We do a coop of sorts. A church allows us to use their children's area. The church allows to use like a girl scout group thus they are not in control so that they do not need a license. We try to keep it to a limit of ten children. We do it one day a week. It may soon go to two days a week. We have one worker who is paid and a mother works each week. This allows the moms to just work once every 2 months are less. Because of the constraints infants have on a group we try to limit to 2 years and above but have had children as young as 15 months. We run it from 9 to 2. We pay 5 dollars a week. This is a mandatory payment whether your child comes or not. It is the minimium amount required to pay our worker and we also give the church 5 dollars a month per family in the group. so if you have 8 familiesw inthe group you would give the church 40 dollars. The church did not ask for this we just do it. We pay as a contract labor our worker is responsible to pay any ss or income tax. we do not do w2's. We do not hold the church liable for any accidents either. We have never had any kind of accidens except for bumps. We have been doing this for about 5 years on and off as long as we can find the children. We have gone as high as 8 dollars when we had fewer children it is still cheaper than day care. Because most of us stay at home with our children and money is tight we do empahsis the need for sick children to remain at home. so as not to cause even more to have to miss. Try and get a hold of a day care centers book that they give out to their parents. We do use the rule if your child has had fever within 24 hours do not bring them. We really love it.
We have a babysitting coop in our neighborhood that has been running for at least 10+ years. It works on a point system; if you babysit for someone, you earn points. If you have someone babysits for you, you lose points. The idea is to stay close to 0. We currently have over 30 members in our coop; generally, if someone is negative in the point balance, you are to ask them to babysit first, so that they can come back closer to zero.
Anyway, it gets more complicated, but that's the gist of it. It's been a wonderful resource, and a great way to get to know neighbors and friends!
We don't have a co-op through the school but we have one through church. Each woman gets 4-5 kids alternating between Tuesdays and Thursdays and they run it like a daycare. Nobody pays but each takes their turn. If you don't take your turn, you're basically kicked out of it. It works very well and saves a lot of families money they don't have.

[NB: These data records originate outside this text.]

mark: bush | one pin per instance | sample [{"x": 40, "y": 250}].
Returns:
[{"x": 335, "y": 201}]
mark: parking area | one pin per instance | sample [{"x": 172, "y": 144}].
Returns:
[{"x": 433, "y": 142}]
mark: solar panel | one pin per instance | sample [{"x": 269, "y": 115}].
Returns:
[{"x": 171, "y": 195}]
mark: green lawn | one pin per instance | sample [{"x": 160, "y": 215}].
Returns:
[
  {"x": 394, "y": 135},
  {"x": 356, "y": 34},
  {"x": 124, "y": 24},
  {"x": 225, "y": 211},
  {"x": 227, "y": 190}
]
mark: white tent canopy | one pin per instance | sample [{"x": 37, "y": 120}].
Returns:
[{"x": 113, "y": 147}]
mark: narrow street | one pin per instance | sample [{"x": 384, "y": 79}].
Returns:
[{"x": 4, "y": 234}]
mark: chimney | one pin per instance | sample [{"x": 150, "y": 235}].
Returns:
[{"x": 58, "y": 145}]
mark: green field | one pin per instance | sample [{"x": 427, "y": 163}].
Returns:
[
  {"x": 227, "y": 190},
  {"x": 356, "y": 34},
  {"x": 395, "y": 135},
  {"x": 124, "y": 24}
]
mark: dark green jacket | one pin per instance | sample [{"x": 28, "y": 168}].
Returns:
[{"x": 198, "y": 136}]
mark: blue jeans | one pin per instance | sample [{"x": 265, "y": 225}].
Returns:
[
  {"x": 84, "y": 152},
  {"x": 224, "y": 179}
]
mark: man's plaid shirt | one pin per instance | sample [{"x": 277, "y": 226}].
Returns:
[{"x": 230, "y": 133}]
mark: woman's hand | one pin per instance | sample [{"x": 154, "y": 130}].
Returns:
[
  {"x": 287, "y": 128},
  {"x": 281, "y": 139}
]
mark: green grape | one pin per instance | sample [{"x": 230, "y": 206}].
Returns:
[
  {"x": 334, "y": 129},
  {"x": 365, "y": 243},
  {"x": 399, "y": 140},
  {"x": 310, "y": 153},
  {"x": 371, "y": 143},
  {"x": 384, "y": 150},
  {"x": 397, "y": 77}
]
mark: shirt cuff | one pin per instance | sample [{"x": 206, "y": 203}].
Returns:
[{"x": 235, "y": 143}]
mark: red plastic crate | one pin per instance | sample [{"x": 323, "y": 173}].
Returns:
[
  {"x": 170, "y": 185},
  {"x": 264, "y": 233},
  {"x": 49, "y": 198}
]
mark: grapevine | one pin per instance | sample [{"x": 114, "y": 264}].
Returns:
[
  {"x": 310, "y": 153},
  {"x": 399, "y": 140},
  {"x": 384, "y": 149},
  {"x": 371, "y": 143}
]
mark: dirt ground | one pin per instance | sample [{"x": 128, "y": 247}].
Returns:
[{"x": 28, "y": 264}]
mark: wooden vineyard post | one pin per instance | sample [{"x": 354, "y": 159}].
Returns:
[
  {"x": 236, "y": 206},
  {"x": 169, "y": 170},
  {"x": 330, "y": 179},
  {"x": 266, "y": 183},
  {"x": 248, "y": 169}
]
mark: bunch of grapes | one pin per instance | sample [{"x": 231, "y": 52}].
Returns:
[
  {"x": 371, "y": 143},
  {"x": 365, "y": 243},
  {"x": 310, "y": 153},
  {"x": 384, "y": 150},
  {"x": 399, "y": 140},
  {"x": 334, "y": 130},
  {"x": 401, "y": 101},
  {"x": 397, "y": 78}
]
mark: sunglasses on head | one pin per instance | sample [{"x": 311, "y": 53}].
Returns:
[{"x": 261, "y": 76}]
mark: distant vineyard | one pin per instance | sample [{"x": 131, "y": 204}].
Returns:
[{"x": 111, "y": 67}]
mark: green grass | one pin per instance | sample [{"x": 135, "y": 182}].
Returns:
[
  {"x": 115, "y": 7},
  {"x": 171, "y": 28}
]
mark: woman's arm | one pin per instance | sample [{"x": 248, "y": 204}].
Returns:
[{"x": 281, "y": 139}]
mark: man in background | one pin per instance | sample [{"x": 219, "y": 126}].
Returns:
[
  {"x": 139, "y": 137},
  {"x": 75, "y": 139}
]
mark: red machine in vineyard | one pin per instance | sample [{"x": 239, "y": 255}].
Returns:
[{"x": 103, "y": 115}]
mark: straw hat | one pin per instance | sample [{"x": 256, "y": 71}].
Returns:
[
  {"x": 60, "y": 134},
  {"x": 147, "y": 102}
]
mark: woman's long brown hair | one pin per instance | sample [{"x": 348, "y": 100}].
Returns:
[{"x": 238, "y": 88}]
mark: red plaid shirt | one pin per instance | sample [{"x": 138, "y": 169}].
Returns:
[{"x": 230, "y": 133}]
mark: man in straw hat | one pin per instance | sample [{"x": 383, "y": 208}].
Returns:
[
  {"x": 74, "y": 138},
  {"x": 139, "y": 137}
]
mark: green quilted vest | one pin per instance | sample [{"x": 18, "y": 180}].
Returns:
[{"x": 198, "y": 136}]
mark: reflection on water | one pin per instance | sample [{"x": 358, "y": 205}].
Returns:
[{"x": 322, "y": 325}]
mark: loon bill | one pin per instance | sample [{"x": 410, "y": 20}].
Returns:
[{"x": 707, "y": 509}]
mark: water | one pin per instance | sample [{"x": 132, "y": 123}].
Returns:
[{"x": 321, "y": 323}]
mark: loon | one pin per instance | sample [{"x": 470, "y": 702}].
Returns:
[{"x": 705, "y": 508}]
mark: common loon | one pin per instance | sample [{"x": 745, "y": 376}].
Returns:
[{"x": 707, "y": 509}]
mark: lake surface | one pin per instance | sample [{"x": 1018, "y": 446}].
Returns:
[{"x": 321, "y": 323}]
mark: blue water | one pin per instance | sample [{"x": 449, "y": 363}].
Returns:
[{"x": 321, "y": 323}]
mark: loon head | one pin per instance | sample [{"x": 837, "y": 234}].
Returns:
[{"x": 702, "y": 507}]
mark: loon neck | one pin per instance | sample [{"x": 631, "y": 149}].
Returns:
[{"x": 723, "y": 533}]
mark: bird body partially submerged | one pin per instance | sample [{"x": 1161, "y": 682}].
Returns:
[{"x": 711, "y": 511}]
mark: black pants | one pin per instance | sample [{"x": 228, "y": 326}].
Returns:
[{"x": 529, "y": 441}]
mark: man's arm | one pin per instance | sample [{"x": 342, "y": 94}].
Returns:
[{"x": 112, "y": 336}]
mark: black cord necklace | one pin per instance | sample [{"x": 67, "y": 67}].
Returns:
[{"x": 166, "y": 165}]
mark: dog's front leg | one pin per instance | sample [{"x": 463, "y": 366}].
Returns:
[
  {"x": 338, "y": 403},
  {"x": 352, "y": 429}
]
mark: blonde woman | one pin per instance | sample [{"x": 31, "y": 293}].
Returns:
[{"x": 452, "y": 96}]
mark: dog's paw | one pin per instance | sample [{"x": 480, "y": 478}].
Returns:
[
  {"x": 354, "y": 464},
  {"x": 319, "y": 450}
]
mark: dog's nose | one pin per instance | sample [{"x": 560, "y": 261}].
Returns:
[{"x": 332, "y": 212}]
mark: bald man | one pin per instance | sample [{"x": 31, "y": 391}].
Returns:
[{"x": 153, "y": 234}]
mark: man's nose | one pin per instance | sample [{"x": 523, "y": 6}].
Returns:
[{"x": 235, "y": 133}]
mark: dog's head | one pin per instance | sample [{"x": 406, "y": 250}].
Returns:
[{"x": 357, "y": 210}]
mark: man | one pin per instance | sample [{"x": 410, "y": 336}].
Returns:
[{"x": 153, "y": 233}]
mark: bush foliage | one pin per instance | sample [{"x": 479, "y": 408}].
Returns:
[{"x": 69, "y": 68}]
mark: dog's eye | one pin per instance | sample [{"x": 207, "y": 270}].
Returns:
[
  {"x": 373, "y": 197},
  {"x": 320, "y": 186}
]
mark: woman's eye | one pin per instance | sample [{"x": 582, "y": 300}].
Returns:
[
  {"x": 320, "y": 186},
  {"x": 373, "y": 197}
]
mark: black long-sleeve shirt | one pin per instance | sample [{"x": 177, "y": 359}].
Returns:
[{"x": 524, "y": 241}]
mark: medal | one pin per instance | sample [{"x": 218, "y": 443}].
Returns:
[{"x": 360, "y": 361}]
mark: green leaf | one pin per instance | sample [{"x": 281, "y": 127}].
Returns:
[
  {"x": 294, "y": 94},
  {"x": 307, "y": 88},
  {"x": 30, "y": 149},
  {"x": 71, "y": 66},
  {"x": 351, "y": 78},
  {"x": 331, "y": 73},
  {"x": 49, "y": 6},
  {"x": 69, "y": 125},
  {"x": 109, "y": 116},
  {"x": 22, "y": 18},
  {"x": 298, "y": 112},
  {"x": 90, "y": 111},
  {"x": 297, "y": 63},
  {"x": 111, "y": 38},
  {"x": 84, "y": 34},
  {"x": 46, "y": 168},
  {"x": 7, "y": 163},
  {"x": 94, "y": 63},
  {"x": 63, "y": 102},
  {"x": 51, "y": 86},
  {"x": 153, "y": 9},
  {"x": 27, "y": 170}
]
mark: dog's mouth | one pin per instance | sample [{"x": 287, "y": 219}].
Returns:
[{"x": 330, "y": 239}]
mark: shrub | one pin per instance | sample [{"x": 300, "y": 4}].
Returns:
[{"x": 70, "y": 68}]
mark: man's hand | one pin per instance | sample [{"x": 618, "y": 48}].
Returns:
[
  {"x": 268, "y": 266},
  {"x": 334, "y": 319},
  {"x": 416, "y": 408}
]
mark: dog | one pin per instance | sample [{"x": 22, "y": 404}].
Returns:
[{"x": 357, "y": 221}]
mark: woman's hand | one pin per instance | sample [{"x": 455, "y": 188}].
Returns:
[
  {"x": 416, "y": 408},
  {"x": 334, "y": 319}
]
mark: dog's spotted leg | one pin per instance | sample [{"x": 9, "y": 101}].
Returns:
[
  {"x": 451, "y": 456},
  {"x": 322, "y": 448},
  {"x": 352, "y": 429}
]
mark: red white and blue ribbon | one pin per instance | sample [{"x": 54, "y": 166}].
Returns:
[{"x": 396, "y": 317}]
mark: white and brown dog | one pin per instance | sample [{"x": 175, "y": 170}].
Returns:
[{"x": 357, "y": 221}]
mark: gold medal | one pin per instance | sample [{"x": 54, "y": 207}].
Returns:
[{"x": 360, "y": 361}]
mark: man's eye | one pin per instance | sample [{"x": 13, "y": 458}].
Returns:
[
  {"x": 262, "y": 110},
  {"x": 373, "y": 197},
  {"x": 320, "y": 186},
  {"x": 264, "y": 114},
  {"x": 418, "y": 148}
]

We are kicking this around also. There is a group of 8 of us that really would like to go to local town/school committee, finance committee etc. meetings. But it's tough to get out for all of these--we are considering rotating schedule and babysitting and updating the others on what is happening. Let me know if you are successful with yours.
Does anyone have any experience to share with setting up and running a babysitting cooperative, where parents take turns taking other parents children for a night, so that they can all get free babysitting. We are considering this as a mechanism for giving our parents some much-needed respite and also for giving them the opportunity for getting to PTO meetings and other school events. Any thoughts or suggestions welcome.